Former Academy Head­master Ken Calvert said he had heard of Diener through various net­works of clas­sical Christian schools across the nation, noting that Diener is a well-known speaker and nationally-known figure in the clas­sical Christian com­munity. He also said Diener is very com­fortable with rural life, which is “crucial” to the academy position.

“He grew up in Michigan and his wife in northern Ohio,” Calvert said in an email. “He knows how to use a chain saw, he can hunt and gut his own deer, and he is very com­fortable around farm animals.”

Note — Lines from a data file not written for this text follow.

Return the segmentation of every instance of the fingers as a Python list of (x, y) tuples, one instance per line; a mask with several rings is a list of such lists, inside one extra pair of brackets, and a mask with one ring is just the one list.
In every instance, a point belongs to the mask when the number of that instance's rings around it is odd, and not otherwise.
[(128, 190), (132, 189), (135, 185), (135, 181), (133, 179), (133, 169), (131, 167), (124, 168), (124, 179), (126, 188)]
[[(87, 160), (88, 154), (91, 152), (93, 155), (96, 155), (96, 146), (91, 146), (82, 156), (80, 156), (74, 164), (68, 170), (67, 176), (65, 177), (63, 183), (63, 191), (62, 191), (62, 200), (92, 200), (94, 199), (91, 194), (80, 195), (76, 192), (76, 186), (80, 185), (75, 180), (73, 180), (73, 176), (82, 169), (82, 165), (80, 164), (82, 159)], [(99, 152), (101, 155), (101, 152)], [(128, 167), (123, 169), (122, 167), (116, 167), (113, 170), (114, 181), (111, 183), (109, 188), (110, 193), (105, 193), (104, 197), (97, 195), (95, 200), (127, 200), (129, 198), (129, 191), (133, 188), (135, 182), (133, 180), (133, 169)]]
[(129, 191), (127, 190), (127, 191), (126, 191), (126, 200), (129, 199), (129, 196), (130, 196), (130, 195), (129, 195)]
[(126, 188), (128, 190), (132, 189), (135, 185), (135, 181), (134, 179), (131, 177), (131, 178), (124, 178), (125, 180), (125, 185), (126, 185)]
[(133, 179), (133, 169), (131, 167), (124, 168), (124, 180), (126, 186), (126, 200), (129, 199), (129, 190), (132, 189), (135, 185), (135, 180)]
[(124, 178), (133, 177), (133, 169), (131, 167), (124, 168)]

Prior to taking his new position as Hillsdale Academy head­master, Diener served as head­master for Grace Academy in Georgetown, Texas. Hillsdale College Pres­ident Larry Arnn said Diener did a “shining job” running the Texas school and that he rose to the top after a “long search” for the right can­didate.

“He under­stands edu­cation deeply, and we believe rightly. He will bring energy to the academy, which we hope can grow a bit, to the Barney Charter School project, and to the edu­cation program.”

Before Grace Academy, Diener turned down a tenure track phi­losophy pro­fessor job in order to work at a K‑12 school because of his firm belief in the clas­sical school model.

“I realized the caliber of edu­cation hap­pening espe­cially in the high schools of many clas­sical schools is eclipsing, unfor­tu­nately, the level of edu­cation taking place at many under­graduate insti­tu­tions,” he said.  

Diener also empha­sizes the deep con­nec­tions between Chris­tianity and liberal-arts edu­cation, some­thing the academy reg­u­larly acknowl­edges through activ­ities like chapel ser­vices and prayer.

“I think a liberal arts approach to edu­cation in a broad sense is intrin­si­cally the­o­logical insofar as it asks ques­tions about the ultimate meaning of reality and exis­tence,” he said. “Cer­tainly throughout history there have been many strands of clas­sical edu­cation, some explicitly reli­gious and some not, and great good can come about through a liberal arts approach to edu­cation, whether it is sacred or secular.”

Besides his admin­is­trative role at the school, Diener also joined the Hillsdale College faculty and even­tually plans to begin teaching. Diener’s two older children attend the academy, and his wife home­schools the younger two.

Diener said he looks forward to “building on the great work” per­formed by Calvert and the others at the academy.

“We’re excited to be in Hillsdale and look forward to working at the college and the academy and becoming part of the com­munity,” he said.